The property was acquired by the client for a sum of $1,180,000. The bank's valuation, however, stands at $1,440,000. Consequently, our client has achieved a remarkable profit or equity gain of $260,000. It goes without saying that he is exceedingly pleased with this outcome and is now looking at proceeding with the rebuilding process once all completd. Upon completion of the construction, he anticipates a substantial return on his investment, amounting to 18%, within an estimated timeframe of 9 months.

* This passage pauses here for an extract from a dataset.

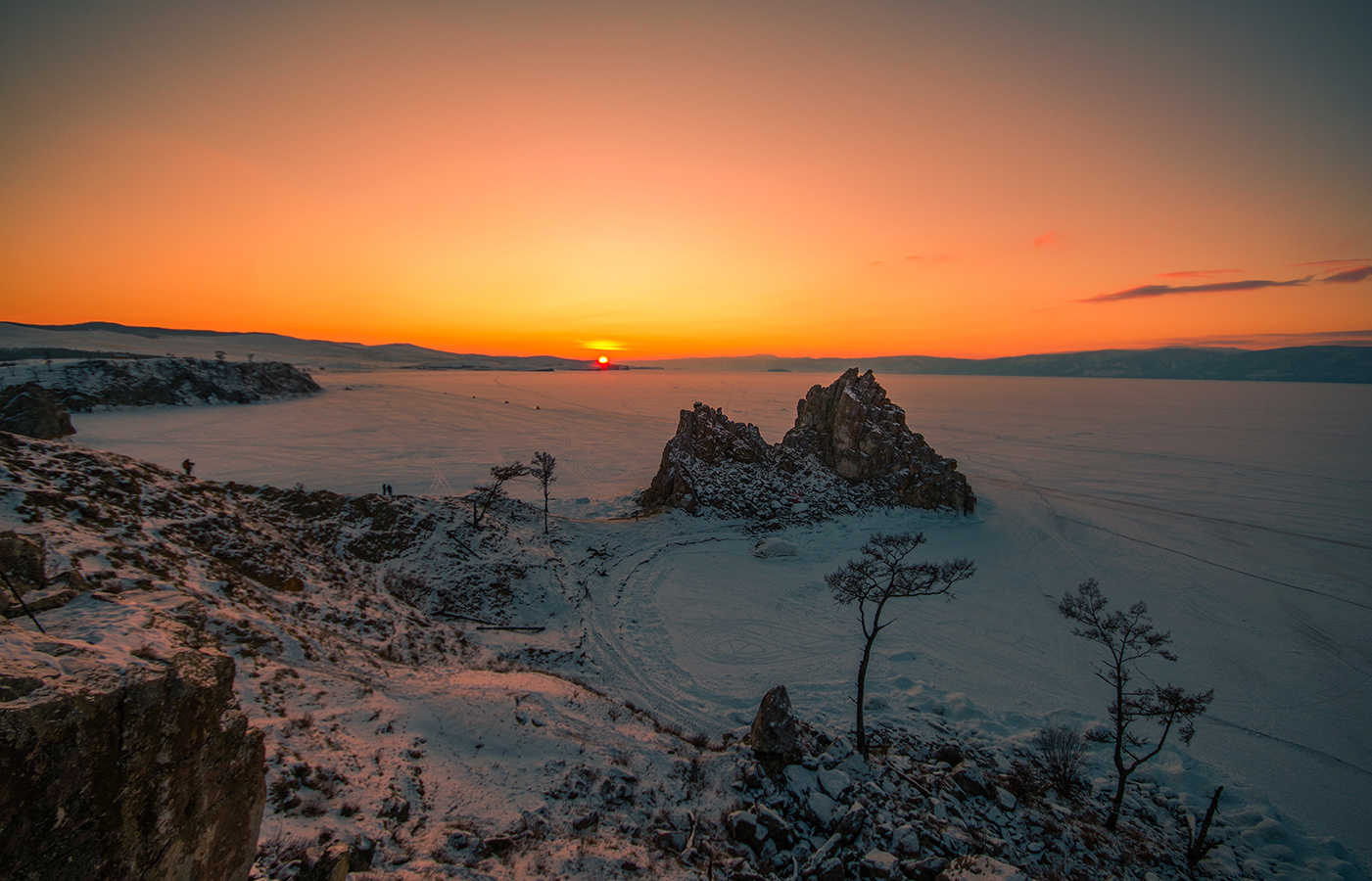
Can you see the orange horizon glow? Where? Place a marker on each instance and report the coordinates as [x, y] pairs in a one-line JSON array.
[[663, 183]]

Images taken off a QV valuation of the property to be constructed
information received from
https://www.mbie.govt.nz/building-and-energy/building/building-system-insights-programme/sector-trends-reporting/building-and-construction-sector-trends-annual-report/2023/key-new-zealand-economic-and-industry-trends
1. Avoid increasing the land price with a margin: When entering into a construction project, it is important to ensure that the land price remains stable and does not increase with a margin. This can be achieved by conducting thorough research and due diligence before purchasing the land. By carefully analyzing market trends and negotiating with the landowner, it is possible to secure a fair and reasonable price for the land, without any additional markups. 2. Avoid inflating the material costs with a margin: Inflating material costs can significantly impact the overall budget of a construction project. To avoid this, it is crucial to establish transparent and fair pricing agreements with suppliers and contractors. By conducting regular market research and comparing prices from different vendors, it is possible to identify the most cost-effective options. Additionally, maintaining open communication with suppliers and negotiating bulk discounts can help prevent any unnecessary markups on material costs. 3. Provide a fixed price agreement: To ensure transparency and avoid any unexpected cost escalations, it is advisable to provide a fixed price agreement to clients. This agreement should clearly outline the total cost of the project, including all materials, labor, and any additional expenses. By providing a fixed price agreement, both parties can have a clear understanding of the financial obligations and avoid any disputes or misunderstandings in the future. 4. Include a 10-year Master Build Guarantee: Offering a 10-year Master Build Guarantee can provide clients with peace of mind and assurance regarding the quality and durability of the construction. This guarantee ensures that any defects or issues arising from the construction process will be rectified within the specified timeframe. By including this guarantee, clients can trust that the construction company stands behind their work and is committed to delivering a high-quality end product. This can also enhance the reputation and credibility of the construction company in the industry.